Anna Sassaki, an awkward girl with little sense of gender conventions, is an asthmatic orphan being raised by a good-natured couple in a metropolitan city in Japan. But once she finds a government cheque reimbursing the couple for their care, she becomes suspicious of their intentions and grows even more distant.

After having a scary asthma attack, Anna’s doctor recommends she go relax in the country where the air is cleaner and life simpler. When she temporarily moves in with her adoptive aunt and uncle in a small town, she befriends a young girl named Marnie who lives in an old mansion across a lake that many of locals believe is haunted.
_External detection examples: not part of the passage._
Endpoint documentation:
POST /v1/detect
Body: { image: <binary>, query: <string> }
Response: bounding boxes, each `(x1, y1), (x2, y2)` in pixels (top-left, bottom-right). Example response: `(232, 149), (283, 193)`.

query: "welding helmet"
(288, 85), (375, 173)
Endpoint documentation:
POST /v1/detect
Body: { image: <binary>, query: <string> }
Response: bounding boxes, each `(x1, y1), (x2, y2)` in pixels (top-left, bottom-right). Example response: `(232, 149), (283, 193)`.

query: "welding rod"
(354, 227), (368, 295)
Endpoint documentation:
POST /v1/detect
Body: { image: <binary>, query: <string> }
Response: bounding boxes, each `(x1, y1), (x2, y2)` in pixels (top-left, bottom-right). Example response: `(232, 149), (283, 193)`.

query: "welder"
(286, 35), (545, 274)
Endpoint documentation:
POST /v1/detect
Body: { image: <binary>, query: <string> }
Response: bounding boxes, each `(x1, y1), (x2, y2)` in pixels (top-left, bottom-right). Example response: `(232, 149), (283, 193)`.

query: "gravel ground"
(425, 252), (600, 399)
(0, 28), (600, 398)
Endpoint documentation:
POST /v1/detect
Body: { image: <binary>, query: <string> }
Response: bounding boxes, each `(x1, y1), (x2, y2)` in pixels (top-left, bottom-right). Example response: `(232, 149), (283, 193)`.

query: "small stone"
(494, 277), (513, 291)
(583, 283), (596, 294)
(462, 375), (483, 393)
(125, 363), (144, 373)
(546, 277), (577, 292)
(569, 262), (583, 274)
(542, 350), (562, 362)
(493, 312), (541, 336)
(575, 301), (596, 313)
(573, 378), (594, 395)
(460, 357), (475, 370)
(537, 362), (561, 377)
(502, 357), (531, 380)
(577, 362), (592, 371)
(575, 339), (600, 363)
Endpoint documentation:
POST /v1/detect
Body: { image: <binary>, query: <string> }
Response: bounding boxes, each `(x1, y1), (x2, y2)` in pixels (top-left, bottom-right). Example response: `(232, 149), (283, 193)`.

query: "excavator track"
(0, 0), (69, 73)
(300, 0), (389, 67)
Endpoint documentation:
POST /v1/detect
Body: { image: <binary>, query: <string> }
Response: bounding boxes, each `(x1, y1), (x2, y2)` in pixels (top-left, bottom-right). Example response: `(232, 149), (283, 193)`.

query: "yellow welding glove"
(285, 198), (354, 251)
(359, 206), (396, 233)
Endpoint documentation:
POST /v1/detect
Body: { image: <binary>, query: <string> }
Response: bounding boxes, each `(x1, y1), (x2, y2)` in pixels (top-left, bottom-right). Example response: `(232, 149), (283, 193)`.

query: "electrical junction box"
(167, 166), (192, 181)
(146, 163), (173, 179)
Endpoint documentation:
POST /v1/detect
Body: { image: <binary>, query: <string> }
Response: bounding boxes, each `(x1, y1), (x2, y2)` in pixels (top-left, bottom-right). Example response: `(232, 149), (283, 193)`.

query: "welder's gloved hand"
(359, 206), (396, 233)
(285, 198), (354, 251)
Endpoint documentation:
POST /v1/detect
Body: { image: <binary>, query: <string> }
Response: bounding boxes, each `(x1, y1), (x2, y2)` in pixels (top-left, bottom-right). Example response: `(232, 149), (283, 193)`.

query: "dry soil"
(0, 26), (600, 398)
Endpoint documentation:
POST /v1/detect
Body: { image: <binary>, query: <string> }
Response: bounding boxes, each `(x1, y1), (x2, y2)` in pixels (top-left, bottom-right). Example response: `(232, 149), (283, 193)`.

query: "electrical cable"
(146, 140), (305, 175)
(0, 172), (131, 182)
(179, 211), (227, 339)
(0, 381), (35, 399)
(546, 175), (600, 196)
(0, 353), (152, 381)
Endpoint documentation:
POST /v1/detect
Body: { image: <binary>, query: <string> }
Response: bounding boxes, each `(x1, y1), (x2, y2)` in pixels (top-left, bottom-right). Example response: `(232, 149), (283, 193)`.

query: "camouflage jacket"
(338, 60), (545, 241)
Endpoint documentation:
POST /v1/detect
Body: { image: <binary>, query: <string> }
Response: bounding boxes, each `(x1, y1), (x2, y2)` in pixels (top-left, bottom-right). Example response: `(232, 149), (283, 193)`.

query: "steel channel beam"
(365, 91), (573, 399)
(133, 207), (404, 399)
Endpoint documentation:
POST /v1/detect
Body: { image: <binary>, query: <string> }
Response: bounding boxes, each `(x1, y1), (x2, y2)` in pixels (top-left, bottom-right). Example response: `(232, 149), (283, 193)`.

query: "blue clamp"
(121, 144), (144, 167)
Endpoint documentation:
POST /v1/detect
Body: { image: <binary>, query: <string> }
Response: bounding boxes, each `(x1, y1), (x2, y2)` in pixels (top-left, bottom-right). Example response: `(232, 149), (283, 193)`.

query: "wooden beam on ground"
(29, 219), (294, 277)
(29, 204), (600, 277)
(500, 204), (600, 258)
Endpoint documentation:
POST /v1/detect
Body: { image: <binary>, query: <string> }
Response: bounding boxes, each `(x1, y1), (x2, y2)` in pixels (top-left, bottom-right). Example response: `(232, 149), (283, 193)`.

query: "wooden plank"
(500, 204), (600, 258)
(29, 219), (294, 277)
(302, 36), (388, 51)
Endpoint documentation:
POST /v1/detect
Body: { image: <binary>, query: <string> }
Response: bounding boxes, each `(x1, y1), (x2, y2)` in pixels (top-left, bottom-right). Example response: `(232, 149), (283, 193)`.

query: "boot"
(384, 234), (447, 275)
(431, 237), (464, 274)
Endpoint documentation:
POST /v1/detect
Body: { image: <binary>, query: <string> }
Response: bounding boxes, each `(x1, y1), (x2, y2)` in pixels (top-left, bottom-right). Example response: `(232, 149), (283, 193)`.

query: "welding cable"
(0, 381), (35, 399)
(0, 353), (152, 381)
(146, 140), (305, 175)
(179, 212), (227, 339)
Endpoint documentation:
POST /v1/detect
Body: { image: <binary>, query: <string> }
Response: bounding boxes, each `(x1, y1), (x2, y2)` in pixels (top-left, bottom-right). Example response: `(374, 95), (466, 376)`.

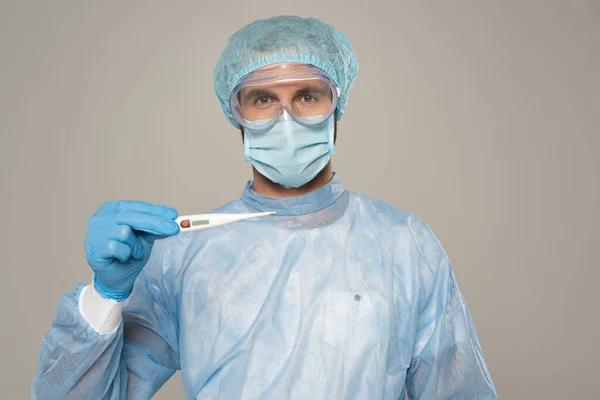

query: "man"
(32, 17), (496, 400)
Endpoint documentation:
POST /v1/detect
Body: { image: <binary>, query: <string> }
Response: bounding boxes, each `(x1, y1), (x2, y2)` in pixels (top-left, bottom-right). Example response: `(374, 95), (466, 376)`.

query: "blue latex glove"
(85, 201), (179, 301)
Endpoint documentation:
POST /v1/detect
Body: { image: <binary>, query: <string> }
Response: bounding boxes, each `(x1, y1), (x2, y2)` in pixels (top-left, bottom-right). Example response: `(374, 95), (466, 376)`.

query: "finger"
(114, 211), (179, 236)
(104, 224), (144, 260)
(94, 240), (131, 262)
(140, 232), (173, 244)
(113, 200), (178, 219)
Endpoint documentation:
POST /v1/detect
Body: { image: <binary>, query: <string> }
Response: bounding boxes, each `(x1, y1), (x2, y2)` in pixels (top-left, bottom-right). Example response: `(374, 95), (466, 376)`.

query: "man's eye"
(300, 94), (317, 103)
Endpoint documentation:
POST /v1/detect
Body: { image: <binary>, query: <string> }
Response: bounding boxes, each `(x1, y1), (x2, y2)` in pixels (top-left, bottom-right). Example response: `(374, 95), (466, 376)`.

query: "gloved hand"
(85, 201), (179, 301)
As their relationship develops and Marnie randomly disappears or confuses someone else’s name for Anna’s, it becomes clear that Marnie is not a corporeal person from the present. She might be a ghost or just an imaginary friend.

Anna, unlike heroes such as Frozen’s Elsa, has no magic, but only her will. The flights of fancy are not merely a ploy to attract kids to the theatre like so many animated films, but an evocative technique meant to help us understand what is going on in Anna’s head. Unlike Disney’s protagonists, Anna may not be beautiful or charismatic, but her anxieties and self-loathing are relatable and truthful. She learns to overcome universal feelings of loss and self-doubt without the help of a Prince Charming.
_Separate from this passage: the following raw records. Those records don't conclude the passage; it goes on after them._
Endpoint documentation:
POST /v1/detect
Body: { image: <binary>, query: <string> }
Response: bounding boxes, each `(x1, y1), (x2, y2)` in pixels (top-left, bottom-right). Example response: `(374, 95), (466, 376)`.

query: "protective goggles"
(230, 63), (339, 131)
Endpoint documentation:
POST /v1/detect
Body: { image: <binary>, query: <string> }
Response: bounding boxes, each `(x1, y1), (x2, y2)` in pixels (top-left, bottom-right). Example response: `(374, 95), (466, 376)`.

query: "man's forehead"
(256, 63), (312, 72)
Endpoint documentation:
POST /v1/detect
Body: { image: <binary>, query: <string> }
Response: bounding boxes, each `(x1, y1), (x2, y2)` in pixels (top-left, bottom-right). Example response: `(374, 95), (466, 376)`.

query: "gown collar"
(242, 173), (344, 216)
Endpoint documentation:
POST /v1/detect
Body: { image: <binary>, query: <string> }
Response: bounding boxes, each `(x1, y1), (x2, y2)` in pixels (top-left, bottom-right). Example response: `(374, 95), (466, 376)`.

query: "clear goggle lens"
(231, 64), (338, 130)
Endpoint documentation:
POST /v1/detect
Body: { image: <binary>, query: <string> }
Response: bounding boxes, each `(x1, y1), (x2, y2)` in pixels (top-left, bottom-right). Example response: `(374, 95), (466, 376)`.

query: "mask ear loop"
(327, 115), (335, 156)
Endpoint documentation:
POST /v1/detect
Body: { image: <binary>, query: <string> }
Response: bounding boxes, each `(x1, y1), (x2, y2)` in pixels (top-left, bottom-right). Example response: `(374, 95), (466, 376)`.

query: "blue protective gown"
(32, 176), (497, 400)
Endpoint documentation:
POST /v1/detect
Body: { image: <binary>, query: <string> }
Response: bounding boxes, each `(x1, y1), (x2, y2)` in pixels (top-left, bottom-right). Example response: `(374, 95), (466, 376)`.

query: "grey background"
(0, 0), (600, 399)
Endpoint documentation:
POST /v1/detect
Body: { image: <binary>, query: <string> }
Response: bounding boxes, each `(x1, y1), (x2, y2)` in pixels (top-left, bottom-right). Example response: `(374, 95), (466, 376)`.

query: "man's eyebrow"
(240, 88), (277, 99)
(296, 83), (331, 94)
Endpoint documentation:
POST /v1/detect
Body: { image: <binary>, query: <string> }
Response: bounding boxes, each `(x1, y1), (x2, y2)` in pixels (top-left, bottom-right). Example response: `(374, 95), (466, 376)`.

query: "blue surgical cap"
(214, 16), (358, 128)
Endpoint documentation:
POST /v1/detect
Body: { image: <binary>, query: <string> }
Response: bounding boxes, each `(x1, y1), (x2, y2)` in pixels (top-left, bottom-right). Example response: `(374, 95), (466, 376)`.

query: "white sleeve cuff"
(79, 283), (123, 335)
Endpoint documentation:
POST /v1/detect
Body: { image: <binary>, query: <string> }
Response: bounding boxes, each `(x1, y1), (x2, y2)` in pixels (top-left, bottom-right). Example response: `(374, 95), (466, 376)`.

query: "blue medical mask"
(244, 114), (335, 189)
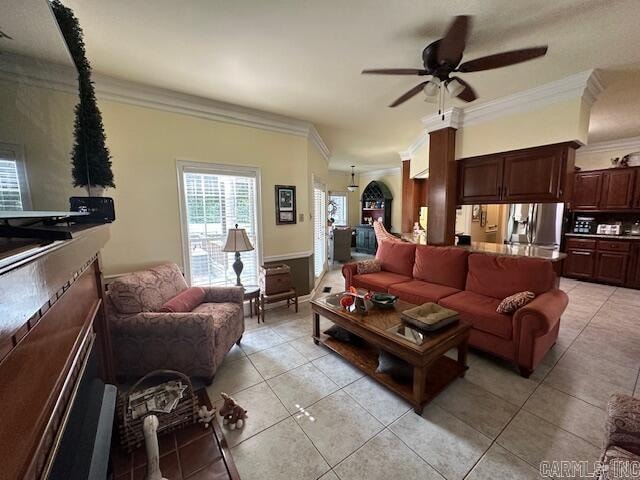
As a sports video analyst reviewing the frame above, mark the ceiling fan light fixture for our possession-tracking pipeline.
[422,80,439,97]
[347,165,358,192]
[446,78,464,97]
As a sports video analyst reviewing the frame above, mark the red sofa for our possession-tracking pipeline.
[342,242,569,377]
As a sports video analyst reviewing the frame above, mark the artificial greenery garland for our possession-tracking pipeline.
[51,0,116,195]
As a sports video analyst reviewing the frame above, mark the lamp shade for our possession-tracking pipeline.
[222,224,253,252]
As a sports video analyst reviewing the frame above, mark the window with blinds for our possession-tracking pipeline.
[182,168,260,286]
[0,145,31,211]
[329,193,349,225]
[313,184,327,278]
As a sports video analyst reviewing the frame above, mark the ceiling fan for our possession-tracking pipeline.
[362,15,547,107]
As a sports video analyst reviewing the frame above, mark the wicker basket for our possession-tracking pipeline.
[117,370,198,453]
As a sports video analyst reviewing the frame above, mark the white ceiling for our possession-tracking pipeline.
[65,0,640,169]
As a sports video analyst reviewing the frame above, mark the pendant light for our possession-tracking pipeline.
[347,165,358,192]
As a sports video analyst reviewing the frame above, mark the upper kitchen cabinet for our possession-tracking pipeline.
[571,172,603,210]
[571,168,640,211]
[458,143,578,205]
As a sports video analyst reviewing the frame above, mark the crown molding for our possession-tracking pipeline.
[358,167,402,177]
[398,70,605,160]
[576,136,640,155]
[309,124,331,165]
[0,54,331,158]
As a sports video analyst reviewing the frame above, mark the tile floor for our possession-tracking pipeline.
[208,269,640,480]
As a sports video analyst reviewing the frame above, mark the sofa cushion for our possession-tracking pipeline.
[438,290,513,340]
[376,241,416,277]
[465,253,556,300]
[351,272,411,292]
[109,263,187,313]
[193,302,244,346]
[160,287,205,313]
[389,280,460,305]
[413,245,469,290]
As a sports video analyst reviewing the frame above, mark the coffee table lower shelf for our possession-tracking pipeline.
[313,336,468,414]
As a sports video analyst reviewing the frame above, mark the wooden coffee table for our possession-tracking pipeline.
[311,295,471,414]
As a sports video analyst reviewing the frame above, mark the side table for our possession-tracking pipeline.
[258,288,298,323]
[244,285,264,323]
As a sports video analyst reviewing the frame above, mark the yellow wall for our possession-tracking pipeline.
[358,169,402,232]
[327,172,360,227]
[456,98,589,159]
[0,82,328,275]
[576,148,638,170]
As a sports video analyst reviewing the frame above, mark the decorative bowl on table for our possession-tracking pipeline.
[371,293,398,308]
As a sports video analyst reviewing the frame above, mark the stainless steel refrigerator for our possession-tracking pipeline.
[505,203,564,248]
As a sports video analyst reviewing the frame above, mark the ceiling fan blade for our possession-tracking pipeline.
[438,15,471,66]
[457,45,548,73]
[362,68,427,75]
[451,77,478,102]
[389,82,429,107]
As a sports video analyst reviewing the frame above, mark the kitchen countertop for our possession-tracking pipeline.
[401,233,567,262]
[458,242,567,262]
[565,233,640,240]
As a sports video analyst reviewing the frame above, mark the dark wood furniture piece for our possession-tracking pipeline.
[0,225,113,480]
[563,236,640,288]
[458,142,579,205]
[356,225,378,255]
[311,297,471,414]
[112,389,240,480]
[258,288,298,323]
[401,160,429,233]
[244,285,260,323]
[571,167,640,212]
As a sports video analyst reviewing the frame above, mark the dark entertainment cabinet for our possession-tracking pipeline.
[356,180,393,255]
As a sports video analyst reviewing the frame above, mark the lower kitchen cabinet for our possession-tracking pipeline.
[595,252,629,285]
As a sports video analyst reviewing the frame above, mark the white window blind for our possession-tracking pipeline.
[0,148,30,211]
[183,169,260,286]
[329,193,349,225]
[313,184,327,277]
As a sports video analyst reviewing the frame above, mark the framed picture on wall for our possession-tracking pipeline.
[276,185,296,225]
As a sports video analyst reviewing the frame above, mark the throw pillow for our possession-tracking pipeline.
[160,287,205,313]
[376,350,413,383]
[496,292,536,313]
[356,260,381,275]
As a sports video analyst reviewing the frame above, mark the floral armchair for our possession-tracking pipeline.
[105,264,244,383]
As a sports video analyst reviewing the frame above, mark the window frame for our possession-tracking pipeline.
[327,191,351,227]
[176,159,264,286]
[0,142,33,212]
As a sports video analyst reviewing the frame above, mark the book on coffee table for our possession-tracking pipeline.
[400,302,459,332]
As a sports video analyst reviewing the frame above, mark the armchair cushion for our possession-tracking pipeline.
[160,287,205,313]
[605,393,640,455]
[109,263,187,313]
The film’s poignancy and pathos derive from how each character tries to hold onto old memories of loved ones through synthetic substitutes. Anna’s adoptive aunt and uncle are trying to preserve what they have of their grown up, absent daughter by taking Anna in. Anna is given their daughter’s old clothes, and, in an even more telling moment, the aunt says, “Your room’s upstairs. It was my daughter’s room. It’d be sad to clear everything so I left it as it was.”

Other supporting characters arrive, like an older woman who spends her days painting the old mansion across the lake and a fisherman who almost never speaks. All these characters are intertwined not only by their connected past, but also their desire to recreate it: the woman through her paintings and the fisherman through his routine. Motifs of photographs, sketches, diaries, letters, and old buildings reinforce this aching feeling of trying to preserve memories of loved ones.

When Marnie Was There is a profoundly affecting experience that comes as close as any cinema to evoking real, human emotions. Like almost all of Ghibli’s work, this is a film for both children and adults that doesn’t patronize its audience with blind adherence to a forced formula or cheap sentimentality.

Where most animated flicks try to make their way into people’s hearts with catchy pop songs, When Marnie Was There earns our tears with its gradual pace that recalls Japanese master Yasujiro Ozu. It’s nice to see subtle characterization that doesn’t underestimate its audience’s capacity to engage with grounded, unexaggerated characters. Any single frame of this beautiful film, which draws its visual inspiration from impressionist paintings, has an elegantly soft touch and the emotional weight of a dumbbell.

This film floats like a butterfly but stings like a tattooing needle. It make us consider the imprints that have been left on our own skin.